Добавить в цитаты Настройки чтения

Страница 9 из 34



Атли спросил, какой народ живет здесь, и, когда услышал об Асмунде сыне Асмунда, жреце Миддальгофа, душа возрадовалась: в старые годы он и Асмунд не раз совершали вместе морские походы викингов. Атли, взяв двоих из своих людей, сел на коня и поехал в Миддальгоф.

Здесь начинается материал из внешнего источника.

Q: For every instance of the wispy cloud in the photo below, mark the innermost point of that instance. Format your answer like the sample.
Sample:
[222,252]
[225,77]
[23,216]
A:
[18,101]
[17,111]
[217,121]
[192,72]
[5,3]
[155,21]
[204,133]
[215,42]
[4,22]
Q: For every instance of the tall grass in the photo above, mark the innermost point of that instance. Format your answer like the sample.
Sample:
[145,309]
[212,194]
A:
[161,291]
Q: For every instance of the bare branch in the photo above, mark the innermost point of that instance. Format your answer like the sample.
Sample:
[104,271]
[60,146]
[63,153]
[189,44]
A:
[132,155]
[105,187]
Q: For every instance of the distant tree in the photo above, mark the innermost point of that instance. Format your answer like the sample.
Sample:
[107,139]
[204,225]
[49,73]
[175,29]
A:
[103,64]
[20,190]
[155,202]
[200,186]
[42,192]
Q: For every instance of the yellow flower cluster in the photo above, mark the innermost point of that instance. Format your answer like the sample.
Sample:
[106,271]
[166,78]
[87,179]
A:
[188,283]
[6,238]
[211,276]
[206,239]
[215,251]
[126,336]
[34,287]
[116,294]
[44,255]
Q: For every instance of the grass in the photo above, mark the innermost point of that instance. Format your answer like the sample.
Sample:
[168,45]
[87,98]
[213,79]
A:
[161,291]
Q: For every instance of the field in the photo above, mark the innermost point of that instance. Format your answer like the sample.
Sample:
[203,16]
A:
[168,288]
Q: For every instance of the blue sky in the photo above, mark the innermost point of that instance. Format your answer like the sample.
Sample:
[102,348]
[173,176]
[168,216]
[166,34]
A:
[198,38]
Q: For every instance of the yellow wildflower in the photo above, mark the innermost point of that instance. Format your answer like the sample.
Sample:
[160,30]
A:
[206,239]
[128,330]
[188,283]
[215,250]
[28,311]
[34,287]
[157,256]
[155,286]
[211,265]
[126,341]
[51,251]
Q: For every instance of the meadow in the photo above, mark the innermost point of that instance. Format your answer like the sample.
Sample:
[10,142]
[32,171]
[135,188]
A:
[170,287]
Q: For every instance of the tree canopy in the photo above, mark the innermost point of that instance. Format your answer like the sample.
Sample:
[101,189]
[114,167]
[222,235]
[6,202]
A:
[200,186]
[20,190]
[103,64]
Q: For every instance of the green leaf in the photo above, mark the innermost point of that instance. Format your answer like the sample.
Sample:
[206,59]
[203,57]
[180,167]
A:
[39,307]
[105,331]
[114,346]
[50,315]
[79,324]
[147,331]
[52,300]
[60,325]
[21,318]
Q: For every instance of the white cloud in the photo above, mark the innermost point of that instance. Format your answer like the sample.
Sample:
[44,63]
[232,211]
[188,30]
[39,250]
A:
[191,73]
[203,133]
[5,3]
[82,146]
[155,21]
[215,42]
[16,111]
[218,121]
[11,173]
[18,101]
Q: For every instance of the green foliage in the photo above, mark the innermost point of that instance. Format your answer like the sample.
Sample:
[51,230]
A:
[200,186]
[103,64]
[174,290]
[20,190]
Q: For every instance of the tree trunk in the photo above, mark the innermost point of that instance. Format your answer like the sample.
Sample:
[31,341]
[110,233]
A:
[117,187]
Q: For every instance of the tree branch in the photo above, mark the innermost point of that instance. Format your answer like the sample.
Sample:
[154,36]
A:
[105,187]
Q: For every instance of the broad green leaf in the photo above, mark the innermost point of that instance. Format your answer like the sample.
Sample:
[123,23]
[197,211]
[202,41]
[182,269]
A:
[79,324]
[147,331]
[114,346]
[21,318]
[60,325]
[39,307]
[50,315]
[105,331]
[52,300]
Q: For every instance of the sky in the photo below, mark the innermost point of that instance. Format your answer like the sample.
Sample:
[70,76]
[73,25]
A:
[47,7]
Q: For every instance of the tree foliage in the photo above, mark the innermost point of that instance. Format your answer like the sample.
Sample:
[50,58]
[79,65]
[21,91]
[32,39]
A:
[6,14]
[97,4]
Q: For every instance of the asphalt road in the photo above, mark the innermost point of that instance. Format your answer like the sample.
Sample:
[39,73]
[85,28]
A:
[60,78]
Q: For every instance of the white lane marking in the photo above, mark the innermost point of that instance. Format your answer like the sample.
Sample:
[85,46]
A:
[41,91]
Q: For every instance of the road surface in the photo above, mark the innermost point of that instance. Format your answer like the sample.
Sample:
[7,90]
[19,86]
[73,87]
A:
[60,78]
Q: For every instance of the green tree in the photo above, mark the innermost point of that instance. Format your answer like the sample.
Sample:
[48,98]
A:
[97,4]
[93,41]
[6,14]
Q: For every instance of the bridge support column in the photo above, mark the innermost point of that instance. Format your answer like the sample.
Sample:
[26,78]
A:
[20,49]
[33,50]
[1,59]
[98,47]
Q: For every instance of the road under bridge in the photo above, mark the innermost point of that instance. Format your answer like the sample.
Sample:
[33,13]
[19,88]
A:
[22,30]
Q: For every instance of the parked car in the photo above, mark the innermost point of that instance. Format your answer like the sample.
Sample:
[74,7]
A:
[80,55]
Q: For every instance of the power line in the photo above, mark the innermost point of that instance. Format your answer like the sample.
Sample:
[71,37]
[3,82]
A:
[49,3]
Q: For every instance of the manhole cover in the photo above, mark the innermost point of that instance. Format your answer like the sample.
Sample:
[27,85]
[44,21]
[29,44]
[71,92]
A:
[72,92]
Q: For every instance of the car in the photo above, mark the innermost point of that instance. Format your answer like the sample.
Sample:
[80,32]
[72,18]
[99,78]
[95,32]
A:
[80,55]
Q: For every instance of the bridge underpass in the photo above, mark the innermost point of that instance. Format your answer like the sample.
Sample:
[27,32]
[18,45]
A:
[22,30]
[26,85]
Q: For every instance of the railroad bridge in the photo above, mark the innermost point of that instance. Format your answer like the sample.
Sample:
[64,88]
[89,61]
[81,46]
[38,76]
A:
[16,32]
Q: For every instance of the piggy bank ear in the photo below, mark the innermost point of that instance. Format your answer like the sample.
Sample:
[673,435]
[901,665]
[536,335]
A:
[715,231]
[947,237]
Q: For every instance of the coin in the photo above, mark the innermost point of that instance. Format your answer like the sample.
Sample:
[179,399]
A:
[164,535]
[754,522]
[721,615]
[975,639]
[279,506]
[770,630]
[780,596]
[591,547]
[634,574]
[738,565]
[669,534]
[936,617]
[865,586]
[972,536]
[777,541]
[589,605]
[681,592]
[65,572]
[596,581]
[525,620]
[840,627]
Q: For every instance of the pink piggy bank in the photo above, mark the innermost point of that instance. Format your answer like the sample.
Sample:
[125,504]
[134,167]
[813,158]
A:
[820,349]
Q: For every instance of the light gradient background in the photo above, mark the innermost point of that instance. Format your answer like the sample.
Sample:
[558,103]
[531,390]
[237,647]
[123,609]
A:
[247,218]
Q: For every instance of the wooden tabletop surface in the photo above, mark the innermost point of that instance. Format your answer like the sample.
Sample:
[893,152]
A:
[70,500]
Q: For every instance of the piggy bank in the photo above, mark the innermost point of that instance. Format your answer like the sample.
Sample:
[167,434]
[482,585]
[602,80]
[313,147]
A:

Атли был лучший из всех ярлов в те дни, за что народ и прозвал его Добросердечным. Было ему шестьдесят лет, но годы не тронули его; только длинная седая борода напоминала людям, что он прожил на свете немало лет. Кроме седой бороды, Атли был красивый, рослый, сильный мужчина, глаза его были ясны, речи разумны. Это был великий, славный воин и справедливый судья. Жена у него умерла много лет тому назад, не оставив ему детей, и это сильно огорчало его, но до сих пор он не взял себе другой жены. Он говорил: «Любовь ослепляет старого человека», – или: «Спутаешь седые кудри с золотыми – и обезобразишь две головы», – и многое другое. Прибыл Атли в Миддальгоф, когда мужчины садились за мясо. Асмунд сразу признал Атли, хотя почти тридцать лет не видал его, и, взяв гостя за руку, ввел в большую горницу, усадил на высокое седалище, а его людям приказал очистить место на длинных скамьях. По обычаю женщины служили. Старый Атли увидел Сванхильду, и она показалась ему удивительно прекрасна в белом одеянии с шелковистыми темными кудрями, румяными и пышными устами и глазами, синими и глубокими, как море.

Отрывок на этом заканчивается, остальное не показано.